Sunday, February 20, 2011

North Korea completes second missile site

Models of a North Korean Scud-B missile (C) and South Korean Hawk surface-to-air missiles are seen at the Korean War Memorial Museum in Seoul February 17, 2011. REUTERS/Jo Yong-Hak
SEOUL | Thu Feb 17, 2011 8:44am EST
SEOUL (Reuters) - Satellite images show North Korea has likely completed a second long range missile launchpad, an expert said on Thursday, amid U.S. concerns that Pyongyang's ballistic missile program is fast becoming a direct threat.
The launchpad is more sophisticated than the country's first facility and strikingly similar to a Chinese site, suggesting Beijing's involvement, Tim Brown, an image analyst from military analysis group, told Reuters in a telephone interview.
And he said the reclusive North, which says its missile program is peaceful and intended to put a satellite in orbit, was working on development together with Iran and Pakistan.
The facility at Tongchang-ri is equipped with a 100-ft (30-m) launch tower and is sited near North Korea's northwest border with China, making it more difficult for U.S. intelligence to observe compared to its Musudan-ri launchpad in the east.
The Tongchang-ri site has been under construction for a decade.
Brown, who identified the latest development, said the images were taken about a month ago, and that there were no signs of an imminent test launch.

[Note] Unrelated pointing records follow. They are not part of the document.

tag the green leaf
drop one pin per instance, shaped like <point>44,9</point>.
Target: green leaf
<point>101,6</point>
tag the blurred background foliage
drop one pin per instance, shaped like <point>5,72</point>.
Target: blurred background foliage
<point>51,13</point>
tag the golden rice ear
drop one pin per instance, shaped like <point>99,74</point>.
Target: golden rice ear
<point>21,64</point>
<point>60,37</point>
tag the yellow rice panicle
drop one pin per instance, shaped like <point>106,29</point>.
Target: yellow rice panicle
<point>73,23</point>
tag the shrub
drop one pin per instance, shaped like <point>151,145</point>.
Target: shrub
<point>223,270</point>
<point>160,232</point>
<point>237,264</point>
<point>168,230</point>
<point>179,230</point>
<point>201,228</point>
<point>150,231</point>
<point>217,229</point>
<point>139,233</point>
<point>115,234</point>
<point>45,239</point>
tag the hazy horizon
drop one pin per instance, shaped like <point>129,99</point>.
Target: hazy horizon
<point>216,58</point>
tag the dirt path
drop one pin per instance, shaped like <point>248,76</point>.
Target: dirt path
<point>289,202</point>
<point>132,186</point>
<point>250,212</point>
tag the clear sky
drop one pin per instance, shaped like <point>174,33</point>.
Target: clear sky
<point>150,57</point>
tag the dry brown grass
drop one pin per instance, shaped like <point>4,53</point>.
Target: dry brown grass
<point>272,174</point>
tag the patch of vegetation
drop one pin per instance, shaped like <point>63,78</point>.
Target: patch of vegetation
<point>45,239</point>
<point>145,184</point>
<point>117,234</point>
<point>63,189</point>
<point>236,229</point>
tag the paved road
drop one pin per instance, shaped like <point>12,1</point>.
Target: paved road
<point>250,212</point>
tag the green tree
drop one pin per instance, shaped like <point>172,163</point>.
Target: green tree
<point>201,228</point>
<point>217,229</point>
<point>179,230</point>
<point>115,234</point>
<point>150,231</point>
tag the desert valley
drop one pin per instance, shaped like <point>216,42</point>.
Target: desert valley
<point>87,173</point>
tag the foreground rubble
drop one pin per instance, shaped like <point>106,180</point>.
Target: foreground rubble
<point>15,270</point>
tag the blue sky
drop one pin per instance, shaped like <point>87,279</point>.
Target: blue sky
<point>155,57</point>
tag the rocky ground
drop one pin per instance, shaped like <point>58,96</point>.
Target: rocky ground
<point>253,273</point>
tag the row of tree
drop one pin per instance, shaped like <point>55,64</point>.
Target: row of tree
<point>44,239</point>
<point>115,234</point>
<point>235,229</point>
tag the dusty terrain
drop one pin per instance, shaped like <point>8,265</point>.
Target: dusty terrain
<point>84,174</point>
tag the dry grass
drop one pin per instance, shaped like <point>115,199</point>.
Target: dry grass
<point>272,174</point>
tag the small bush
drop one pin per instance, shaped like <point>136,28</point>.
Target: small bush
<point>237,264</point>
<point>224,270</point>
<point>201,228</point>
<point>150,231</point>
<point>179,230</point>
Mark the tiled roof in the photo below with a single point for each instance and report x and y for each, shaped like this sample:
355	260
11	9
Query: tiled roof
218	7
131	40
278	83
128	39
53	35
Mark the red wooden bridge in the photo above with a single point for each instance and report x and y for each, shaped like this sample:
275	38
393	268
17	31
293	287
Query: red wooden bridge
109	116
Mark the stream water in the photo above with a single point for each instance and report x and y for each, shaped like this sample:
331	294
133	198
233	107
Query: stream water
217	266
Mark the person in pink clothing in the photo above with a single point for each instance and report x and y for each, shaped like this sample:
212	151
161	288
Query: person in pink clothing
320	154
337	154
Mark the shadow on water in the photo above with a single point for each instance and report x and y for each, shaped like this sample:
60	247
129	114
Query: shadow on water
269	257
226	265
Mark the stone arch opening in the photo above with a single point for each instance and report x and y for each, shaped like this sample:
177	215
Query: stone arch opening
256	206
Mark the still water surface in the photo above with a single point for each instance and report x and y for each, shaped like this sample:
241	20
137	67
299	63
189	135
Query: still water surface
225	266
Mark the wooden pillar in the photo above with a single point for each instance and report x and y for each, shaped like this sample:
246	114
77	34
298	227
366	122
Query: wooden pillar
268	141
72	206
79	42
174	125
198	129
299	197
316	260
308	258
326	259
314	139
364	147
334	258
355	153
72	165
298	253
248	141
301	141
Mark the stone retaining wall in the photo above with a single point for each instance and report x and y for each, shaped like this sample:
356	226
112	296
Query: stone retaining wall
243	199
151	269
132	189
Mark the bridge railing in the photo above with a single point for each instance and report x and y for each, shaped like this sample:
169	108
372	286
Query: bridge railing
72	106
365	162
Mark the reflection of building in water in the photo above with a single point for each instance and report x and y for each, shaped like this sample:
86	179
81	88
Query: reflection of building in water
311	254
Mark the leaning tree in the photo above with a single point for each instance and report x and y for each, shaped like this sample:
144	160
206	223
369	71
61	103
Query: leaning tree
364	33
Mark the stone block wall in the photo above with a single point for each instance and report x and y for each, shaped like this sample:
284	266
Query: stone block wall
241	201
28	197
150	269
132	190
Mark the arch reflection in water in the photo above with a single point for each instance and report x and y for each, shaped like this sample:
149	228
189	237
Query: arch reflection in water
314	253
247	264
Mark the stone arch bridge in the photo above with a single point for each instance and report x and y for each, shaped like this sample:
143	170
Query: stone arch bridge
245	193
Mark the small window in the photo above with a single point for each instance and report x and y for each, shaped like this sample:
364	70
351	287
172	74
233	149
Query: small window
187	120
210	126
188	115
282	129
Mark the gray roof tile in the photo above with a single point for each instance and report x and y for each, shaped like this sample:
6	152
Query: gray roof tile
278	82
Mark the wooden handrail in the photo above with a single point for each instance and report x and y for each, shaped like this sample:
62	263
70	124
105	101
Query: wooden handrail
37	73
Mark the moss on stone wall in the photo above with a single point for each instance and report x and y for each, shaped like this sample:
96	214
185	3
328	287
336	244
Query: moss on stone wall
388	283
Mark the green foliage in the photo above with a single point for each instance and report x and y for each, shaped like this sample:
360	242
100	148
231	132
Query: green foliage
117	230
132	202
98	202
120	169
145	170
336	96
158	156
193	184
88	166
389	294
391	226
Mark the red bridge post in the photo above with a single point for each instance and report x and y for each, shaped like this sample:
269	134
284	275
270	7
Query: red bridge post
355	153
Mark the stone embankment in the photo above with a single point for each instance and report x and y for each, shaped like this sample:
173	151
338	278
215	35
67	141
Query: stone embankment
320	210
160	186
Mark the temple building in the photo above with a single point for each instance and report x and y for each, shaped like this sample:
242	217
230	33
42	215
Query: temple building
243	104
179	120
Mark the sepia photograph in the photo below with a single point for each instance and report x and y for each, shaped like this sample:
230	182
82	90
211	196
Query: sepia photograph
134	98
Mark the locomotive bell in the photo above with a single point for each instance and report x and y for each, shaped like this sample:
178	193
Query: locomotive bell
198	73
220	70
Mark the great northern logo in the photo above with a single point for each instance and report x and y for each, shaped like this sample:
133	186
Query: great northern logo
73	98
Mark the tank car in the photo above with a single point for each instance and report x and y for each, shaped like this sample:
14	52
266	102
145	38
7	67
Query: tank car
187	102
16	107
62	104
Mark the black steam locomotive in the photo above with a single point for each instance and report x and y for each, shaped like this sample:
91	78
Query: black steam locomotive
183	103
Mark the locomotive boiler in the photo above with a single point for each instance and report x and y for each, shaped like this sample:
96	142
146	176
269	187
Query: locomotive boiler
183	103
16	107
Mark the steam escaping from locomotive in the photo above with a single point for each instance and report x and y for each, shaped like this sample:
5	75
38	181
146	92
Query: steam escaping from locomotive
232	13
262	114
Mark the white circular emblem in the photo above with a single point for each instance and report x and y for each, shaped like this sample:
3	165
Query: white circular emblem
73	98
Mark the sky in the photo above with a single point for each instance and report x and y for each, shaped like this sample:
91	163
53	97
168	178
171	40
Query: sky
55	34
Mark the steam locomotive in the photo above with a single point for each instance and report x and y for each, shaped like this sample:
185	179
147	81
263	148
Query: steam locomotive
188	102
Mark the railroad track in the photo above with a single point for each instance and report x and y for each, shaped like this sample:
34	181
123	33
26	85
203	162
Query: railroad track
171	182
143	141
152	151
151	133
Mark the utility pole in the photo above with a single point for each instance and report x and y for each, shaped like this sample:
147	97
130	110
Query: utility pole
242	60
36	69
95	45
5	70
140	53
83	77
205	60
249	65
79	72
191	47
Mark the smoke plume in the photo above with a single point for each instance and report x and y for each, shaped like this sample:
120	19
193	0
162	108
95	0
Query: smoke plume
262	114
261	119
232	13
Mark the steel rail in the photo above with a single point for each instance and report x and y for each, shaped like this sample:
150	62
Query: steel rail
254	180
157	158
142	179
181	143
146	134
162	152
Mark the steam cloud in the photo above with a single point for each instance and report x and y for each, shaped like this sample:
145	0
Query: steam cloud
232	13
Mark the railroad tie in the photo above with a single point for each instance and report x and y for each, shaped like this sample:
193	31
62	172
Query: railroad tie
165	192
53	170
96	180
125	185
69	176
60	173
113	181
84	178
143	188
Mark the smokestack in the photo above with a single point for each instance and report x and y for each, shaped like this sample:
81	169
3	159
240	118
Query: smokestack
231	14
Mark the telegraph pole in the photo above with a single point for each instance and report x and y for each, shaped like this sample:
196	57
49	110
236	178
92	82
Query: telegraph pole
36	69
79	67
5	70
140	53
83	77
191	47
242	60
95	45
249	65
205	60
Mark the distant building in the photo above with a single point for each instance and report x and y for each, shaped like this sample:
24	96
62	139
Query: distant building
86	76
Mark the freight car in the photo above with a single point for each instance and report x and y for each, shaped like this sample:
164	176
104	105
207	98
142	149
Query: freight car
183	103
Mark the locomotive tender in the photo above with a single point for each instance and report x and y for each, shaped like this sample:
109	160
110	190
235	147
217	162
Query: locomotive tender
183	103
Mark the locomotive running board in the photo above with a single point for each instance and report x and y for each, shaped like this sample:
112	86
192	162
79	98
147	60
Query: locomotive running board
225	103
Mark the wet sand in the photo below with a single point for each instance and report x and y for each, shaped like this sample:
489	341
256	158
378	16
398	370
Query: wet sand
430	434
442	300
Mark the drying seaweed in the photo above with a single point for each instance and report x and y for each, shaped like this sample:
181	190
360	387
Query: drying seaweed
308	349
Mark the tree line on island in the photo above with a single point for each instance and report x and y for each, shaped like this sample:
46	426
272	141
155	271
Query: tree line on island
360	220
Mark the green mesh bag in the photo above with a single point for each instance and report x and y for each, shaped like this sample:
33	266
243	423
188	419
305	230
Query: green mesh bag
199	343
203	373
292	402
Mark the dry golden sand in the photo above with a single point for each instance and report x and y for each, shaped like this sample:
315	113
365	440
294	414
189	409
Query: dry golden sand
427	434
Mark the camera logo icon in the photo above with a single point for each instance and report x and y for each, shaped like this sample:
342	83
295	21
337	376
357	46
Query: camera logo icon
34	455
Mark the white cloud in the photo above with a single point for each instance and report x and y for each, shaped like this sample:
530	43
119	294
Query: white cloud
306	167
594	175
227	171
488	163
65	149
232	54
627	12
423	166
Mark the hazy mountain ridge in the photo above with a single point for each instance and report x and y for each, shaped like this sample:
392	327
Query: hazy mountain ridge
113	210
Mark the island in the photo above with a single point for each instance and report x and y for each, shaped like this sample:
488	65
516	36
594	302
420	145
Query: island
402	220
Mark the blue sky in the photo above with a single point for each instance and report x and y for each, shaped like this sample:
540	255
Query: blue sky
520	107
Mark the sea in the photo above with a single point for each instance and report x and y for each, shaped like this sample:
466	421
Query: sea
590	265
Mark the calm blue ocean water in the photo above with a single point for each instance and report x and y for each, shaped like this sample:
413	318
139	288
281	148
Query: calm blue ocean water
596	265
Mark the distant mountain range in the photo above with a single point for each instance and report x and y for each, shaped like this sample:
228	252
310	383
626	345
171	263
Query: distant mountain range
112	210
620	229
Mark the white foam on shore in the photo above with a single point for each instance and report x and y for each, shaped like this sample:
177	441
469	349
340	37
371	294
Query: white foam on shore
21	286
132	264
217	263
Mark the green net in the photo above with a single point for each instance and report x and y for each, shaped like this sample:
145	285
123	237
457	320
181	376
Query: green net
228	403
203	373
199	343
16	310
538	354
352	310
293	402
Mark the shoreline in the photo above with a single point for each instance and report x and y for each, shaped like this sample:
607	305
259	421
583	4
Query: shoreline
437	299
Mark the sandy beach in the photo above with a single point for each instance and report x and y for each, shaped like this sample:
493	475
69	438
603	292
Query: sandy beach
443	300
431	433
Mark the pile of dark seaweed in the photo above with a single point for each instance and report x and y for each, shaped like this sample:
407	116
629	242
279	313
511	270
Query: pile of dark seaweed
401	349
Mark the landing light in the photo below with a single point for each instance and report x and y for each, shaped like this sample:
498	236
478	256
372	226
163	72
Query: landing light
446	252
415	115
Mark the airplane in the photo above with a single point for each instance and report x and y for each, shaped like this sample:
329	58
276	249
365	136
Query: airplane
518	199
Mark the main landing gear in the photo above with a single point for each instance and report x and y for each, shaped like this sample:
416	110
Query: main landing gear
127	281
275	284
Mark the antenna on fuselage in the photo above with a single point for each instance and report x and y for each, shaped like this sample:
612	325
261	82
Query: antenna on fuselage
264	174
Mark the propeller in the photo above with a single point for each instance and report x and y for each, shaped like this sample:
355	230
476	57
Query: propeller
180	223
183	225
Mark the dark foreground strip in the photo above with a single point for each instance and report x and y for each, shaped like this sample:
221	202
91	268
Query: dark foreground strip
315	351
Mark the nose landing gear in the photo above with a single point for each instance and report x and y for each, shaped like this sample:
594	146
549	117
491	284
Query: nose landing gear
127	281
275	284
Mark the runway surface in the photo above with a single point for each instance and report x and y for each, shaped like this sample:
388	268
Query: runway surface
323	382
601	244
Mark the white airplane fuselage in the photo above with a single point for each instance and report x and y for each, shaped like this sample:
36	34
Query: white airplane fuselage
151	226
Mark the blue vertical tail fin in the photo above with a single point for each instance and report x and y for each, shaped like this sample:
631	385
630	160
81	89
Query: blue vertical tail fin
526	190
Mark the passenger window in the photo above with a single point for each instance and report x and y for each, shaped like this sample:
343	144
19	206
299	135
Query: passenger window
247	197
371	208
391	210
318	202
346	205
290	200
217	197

He said it would take weeks, possibly months, to put a rocket on the launchpad.
A South Korean government official also said there were no signs the North was preparing a missile test.
The North is developing the so-called Taepodong-2 missile, with an estimated range of 6,700 km (4,160 miles), but testing so far suggests production of the complete weapon is a long way off.
The North's arsenal already includes intermediate-range missiles that can hit targets up to 3,000 km (1,860 miles) away, officials say, putting all of Japan and U.S. military bases in Guam at risk.
"Basically this thing is done, and the question is how long it will be before they launch. Then it is matter of what kind of vehicle are they going to launch -- a missile or something for their space program. The answer to that is we just don't know," said Brown. A launch, he said, was likely in months.
He said the site was nowhere near the standard of advanced countries. "But it's as close as a third world country can come to having a first world facility," he said.
Brown said the facility was very similar in design to a Chinese site being monitored. "Either they adopted those design characteristics on their own, or the Chinese were technically advising them and providing assistance."
He said Iran, Pakistan and North Korea were working together on missile and nuclear programs. "We think they all work on different aspects and share and benefit from comparative advantages of each program," said Brown.
The North Korean site is seen as key to Pyongyang's quest to build a missile capable of delivering a nuclear weapon across the Pacific.
Experts say they do not believe the North can miniaturize an atomic weapon to place on a missile, but it is trying to develop such a warhead. It needs more nuclear testing to build one.